Historic decision to return genetically pure bison to tribes paves way for conservation
Montana wildlife commission approves transfer of 68 Yellowstone bison to Fort Peck and Fort Belknap ReservationsHELENA, Mont. (12/09/2011) -
Montana Fish, Wildlife and Parks Commission approved a land-mark plan today to move 68 bison from a quarantine facility near Yellowstone National Park to the Fort Peck and Fort Belknap Indian Reservations.
The following is a statement from Jonathan Proctor, Rocky Mountain representative for Defenders of Wildlife:
“This is a significant milestone for the restoration of genetically pure bison and a critical step forward for returning these animals which migrated out of Yellowstone Park to parts of their historic range across the Great Plains. The tribes of Fort Peck and Fort Belknap Reservations have repeatedly offered to welcome the bison back. For this we owe these tribes and the Commission our sincere gratitude.
“Returning these animals to tribal lands will allow at least some of Yellowstone’s bison to escape the government-led slaughter that has occurred in the past decade when bison have migrated out of the Park in winter in search of forage. Additional innovative strategies need to be developed as an alternative to slaughter and as a way to restore genetically pure bison to the wild beyond the confines of the park. These are the most genetically important bison in the United States and should not be killed needlessly, especially when there is plenty of suitable habitat available.

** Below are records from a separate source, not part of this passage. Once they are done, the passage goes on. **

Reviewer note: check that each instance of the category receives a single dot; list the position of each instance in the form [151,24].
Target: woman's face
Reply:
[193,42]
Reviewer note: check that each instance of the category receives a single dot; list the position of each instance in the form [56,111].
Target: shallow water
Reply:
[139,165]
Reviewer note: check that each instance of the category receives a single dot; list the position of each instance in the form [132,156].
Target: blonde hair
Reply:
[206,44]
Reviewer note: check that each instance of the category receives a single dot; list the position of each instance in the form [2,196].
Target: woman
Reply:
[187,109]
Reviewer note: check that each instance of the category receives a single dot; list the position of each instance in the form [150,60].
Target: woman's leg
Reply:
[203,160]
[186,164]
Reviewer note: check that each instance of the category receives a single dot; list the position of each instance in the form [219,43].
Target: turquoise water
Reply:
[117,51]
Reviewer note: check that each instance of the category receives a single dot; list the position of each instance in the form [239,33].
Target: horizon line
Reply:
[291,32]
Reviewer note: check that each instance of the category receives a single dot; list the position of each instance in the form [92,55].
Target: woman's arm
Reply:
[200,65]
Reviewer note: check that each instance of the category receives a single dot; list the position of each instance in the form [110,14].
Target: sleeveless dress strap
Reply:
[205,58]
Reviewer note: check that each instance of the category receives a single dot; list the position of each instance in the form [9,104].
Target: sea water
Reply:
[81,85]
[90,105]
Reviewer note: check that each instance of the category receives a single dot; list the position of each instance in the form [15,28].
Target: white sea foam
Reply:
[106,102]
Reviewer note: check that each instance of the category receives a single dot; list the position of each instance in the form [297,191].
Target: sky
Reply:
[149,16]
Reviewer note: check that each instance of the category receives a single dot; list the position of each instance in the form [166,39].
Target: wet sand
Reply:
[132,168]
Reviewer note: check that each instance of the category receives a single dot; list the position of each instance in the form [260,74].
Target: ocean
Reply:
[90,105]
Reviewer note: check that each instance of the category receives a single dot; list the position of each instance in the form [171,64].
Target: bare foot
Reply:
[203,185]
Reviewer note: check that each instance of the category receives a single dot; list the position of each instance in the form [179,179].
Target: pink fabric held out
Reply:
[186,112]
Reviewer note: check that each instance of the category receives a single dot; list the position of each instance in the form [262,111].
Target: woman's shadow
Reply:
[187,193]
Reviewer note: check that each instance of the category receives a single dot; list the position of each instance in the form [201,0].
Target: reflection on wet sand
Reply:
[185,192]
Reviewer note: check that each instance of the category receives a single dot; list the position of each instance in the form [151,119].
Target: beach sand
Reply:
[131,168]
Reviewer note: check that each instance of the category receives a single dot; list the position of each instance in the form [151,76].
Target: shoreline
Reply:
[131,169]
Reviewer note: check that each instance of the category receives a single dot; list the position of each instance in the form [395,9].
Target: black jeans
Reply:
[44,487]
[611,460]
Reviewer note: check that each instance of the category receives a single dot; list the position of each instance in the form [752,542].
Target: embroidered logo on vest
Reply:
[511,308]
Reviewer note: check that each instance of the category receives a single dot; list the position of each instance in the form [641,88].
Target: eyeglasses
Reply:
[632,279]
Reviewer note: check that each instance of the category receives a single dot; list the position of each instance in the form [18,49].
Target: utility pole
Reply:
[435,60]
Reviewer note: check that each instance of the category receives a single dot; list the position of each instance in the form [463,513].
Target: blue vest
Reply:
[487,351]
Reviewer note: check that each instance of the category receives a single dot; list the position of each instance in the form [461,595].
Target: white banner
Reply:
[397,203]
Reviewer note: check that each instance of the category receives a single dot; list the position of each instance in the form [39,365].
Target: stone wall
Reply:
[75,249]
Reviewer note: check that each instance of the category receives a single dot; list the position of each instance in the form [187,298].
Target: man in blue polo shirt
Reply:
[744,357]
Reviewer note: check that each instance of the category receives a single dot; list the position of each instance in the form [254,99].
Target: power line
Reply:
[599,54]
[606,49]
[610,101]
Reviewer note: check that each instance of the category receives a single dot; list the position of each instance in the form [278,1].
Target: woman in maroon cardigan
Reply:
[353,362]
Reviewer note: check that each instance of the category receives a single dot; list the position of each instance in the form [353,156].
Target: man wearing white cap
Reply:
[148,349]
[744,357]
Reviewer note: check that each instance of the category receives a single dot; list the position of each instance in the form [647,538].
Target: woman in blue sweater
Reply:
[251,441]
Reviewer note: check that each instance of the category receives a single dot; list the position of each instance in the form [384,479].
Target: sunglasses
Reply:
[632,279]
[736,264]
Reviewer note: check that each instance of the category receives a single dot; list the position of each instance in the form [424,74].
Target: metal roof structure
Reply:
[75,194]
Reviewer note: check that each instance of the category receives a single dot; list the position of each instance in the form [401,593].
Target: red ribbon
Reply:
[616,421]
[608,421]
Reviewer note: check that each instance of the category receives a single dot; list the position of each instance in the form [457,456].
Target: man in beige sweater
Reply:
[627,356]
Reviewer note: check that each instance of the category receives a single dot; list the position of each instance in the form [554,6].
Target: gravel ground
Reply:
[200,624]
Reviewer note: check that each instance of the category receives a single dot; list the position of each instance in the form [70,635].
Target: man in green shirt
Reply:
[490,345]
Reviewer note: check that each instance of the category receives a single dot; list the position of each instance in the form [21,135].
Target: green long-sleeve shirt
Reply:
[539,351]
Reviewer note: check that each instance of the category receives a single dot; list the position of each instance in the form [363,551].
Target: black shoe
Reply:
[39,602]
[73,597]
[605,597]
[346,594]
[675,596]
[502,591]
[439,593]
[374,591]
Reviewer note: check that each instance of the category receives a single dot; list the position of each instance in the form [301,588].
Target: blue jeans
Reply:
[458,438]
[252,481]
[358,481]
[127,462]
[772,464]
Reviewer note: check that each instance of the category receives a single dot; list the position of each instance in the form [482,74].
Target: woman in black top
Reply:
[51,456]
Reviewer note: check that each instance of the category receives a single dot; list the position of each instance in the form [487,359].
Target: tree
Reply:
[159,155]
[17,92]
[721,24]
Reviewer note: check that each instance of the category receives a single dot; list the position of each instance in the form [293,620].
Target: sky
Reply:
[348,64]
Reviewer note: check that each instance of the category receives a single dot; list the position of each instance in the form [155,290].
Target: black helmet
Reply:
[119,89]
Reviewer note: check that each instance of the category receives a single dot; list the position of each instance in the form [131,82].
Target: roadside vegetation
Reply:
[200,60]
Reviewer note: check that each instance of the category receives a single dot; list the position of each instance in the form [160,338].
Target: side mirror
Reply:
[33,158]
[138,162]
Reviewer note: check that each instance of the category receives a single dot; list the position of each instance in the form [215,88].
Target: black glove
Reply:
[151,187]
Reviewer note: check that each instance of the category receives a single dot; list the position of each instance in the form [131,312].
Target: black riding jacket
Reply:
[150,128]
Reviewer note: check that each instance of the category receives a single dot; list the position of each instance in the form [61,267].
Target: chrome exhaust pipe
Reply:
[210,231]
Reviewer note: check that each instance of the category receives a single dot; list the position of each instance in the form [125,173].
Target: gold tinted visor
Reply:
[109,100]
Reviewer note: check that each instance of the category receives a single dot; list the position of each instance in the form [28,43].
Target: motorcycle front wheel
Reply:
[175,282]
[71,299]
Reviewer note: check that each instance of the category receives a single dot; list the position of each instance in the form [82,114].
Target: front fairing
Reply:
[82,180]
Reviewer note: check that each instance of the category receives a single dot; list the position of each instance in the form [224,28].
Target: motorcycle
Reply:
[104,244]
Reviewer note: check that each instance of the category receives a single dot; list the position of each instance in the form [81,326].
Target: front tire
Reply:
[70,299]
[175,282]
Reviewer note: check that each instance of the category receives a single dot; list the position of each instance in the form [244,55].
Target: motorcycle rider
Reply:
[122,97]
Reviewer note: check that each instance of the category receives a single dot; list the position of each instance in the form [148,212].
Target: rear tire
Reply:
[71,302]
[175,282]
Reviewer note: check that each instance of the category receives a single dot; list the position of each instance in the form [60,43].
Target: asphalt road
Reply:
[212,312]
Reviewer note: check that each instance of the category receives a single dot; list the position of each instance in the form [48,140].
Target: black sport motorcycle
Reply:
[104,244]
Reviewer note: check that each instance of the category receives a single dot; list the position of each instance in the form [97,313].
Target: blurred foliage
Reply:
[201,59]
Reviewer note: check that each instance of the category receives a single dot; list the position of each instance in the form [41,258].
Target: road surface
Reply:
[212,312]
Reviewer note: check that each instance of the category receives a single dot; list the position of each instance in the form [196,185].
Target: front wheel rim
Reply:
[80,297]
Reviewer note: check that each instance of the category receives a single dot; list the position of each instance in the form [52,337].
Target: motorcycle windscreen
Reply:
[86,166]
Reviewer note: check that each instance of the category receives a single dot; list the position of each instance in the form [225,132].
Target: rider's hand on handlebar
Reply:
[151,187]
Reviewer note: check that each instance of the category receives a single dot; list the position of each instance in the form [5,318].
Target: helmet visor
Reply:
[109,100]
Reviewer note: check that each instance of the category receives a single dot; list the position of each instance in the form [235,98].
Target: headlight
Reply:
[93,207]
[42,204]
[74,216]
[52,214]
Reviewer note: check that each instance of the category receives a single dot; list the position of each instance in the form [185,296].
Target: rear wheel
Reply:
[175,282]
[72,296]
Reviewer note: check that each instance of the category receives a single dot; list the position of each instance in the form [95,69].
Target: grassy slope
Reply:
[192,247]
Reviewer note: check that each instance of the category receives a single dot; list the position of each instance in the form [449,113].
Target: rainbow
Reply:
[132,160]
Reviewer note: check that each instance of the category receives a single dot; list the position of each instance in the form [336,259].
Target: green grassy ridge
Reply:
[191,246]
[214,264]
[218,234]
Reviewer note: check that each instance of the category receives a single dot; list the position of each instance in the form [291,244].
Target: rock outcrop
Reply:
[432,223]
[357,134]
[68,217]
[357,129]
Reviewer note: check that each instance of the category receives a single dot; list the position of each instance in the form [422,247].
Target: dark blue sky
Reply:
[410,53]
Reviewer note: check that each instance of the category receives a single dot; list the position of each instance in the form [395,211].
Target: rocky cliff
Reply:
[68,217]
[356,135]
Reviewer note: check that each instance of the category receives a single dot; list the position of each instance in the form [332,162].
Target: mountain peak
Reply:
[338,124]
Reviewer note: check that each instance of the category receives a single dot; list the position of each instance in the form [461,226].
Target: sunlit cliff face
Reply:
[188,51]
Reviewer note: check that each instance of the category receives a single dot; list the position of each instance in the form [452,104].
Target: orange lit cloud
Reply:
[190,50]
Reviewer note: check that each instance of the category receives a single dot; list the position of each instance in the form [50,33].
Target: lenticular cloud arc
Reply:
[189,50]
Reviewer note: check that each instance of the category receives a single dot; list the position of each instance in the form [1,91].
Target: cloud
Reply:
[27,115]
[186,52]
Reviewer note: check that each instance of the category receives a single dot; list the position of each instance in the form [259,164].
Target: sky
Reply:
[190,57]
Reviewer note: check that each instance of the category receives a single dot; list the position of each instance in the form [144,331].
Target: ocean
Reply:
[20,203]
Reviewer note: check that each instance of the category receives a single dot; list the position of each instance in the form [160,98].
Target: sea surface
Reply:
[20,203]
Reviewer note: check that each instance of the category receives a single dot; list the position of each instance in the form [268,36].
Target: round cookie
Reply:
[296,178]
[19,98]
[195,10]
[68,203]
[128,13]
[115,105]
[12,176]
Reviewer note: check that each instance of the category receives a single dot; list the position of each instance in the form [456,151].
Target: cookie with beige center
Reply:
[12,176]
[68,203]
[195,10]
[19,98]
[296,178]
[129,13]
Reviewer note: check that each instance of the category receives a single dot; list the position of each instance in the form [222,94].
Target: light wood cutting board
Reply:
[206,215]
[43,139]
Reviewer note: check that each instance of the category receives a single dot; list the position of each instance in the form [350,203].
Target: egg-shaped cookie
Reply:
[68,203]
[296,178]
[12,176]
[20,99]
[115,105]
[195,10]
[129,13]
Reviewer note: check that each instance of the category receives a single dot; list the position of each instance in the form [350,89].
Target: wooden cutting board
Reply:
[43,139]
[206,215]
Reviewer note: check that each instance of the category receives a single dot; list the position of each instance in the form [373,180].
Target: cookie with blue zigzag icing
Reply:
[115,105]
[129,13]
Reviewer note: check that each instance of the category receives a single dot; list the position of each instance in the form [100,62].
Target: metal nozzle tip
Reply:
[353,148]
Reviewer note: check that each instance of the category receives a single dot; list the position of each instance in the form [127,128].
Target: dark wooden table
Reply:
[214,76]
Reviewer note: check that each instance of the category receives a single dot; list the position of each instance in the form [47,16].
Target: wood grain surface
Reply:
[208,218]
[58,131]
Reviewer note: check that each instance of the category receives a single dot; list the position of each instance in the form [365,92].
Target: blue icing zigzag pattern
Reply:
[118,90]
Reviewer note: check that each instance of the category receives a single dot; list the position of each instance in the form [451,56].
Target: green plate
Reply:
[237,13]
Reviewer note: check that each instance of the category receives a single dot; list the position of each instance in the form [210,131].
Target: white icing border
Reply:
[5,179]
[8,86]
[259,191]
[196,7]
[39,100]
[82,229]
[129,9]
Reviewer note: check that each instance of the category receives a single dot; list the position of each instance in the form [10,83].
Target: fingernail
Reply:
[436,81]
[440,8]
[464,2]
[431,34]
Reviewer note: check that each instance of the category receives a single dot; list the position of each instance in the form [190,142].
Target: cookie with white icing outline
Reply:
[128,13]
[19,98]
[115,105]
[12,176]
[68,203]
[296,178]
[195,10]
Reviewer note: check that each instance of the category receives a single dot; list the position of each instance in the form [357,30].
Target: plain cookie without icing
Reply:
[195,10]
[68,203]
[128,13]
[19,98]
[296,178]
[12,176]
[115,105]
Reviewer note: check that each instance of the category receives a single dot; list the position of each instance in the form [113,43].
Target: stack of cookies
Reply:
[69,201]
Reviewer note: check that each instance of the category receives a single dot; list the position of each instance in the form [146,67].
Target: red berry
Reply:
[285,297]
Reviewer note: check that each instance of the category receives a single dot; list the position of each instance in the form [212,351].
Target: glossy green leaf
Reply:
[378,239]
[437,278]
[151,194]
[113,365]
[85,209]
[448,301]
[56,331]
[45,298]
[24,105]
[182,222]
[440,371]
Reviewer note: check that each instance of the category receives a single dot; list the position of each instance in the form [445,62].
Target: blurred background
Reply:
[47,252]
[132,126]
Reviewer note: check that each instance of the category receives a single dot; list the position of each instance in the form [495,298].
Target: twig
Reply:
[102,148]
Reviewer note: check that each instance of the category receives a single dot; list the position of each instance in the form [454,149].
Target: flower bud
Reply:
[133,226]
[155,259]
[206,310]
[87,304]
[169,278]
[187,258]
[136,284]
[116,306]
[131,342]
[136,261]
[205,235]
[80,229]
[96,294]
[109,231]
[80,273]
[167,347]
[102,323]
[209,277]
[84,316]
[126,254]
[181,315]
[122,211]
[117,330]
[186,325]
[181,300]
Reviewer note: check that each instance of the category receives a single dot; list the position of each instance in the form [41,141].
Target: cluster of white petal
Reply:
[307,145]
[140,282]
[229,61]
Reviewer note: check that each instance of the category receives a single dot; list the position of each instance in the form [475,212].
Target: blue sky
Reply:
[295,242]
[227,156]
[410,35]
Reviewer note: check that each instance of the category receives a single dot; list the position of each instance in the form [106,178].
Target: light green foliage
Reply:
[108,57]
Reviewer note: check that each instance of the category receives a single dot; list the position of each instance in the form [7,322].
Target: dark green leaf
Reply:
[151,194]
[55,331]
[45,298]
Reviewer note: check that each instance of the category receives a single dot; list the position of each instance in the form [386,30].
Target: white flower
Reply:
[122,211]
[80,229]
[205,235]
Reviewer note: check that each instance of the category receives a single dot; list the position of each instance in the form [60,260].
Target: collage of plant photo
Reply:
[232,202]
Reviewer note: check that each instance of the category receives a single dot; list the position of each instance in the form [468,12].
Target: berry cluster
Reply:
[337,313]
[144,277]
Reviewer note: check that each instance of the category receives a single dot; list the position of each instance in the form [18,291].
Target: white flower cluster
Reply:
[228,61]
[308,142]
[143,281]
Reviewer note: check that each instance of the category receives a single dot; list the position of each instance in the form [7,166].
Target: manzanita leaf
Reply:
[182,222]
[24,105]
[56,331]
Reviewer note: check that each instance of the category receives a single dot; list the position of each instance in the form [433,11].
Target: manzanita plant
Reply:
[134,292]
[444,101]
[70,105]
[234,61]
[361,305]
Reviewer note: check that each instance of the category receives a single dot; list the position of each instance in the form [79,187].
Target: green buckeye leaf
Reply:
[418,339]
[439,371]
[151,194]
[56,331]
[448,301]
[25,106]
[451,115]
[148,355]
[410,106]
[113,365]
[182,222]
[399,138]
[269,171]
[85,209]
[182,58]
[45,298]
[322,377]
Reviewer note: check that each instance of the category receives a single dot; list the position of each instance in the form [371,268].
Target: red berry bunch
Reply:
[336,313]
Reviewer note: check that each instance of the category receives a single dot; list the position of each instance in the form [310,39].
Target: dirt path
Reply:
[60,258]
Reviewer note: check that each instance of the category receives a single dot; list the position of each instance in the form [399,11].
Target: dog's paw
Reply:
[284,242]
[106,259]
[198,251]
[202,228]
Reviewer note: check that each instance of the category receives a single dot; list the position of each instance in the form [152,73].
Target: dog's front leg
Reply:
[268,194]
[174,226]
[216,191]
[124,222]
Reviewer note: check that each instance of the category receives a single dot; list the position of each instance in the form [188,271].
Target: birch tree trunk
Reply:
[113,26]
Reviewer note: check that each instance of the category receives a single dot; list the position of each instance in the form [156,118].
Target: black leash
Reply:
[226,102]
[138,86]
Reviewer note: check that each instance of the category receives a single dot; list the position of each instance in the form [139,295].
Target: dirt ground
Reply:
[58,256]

“Governor Schweitzer has played an instrumental role in exploring new avenues for bison conservation and deserves credit for moving this plan forward. We are honored to have been able to help the Assiniboine, Sioux and Gros Ventre tribes by contributing funds for their efforts to secure grazing permits and build the required fencing in preparation for the return of bison. We look forward to continuing to support this project now that the plan has been approved.”Background:
Millions of bison thundered across the Great Plains for thousands of years. But by the end of the 1800s, those vast herds had been virtually eliminated due to unregulated shooting. Today, wild bison are making a small comeback in places like Yellowstone National Park, but they need more room to roam. Defenders has been a leading proponent of returning Yellowstone bison to tribal lands, and we’ve worked closely with tribal wildlife managers for years at the Fort Peck and Fort Belknap Indian Reservations. We’ve invested more than $84,000 so far for bison restoration at both reservations and will be making additional contributions for fencing and for purchasing adjacent grazing allotments. Though relatively small in area (4,800 acres at Fort Peck and 22,000 acres at Fort Belknap), these new bison reserves have potential for expansion and will also lead by example for tribal and public land managers elsewhere.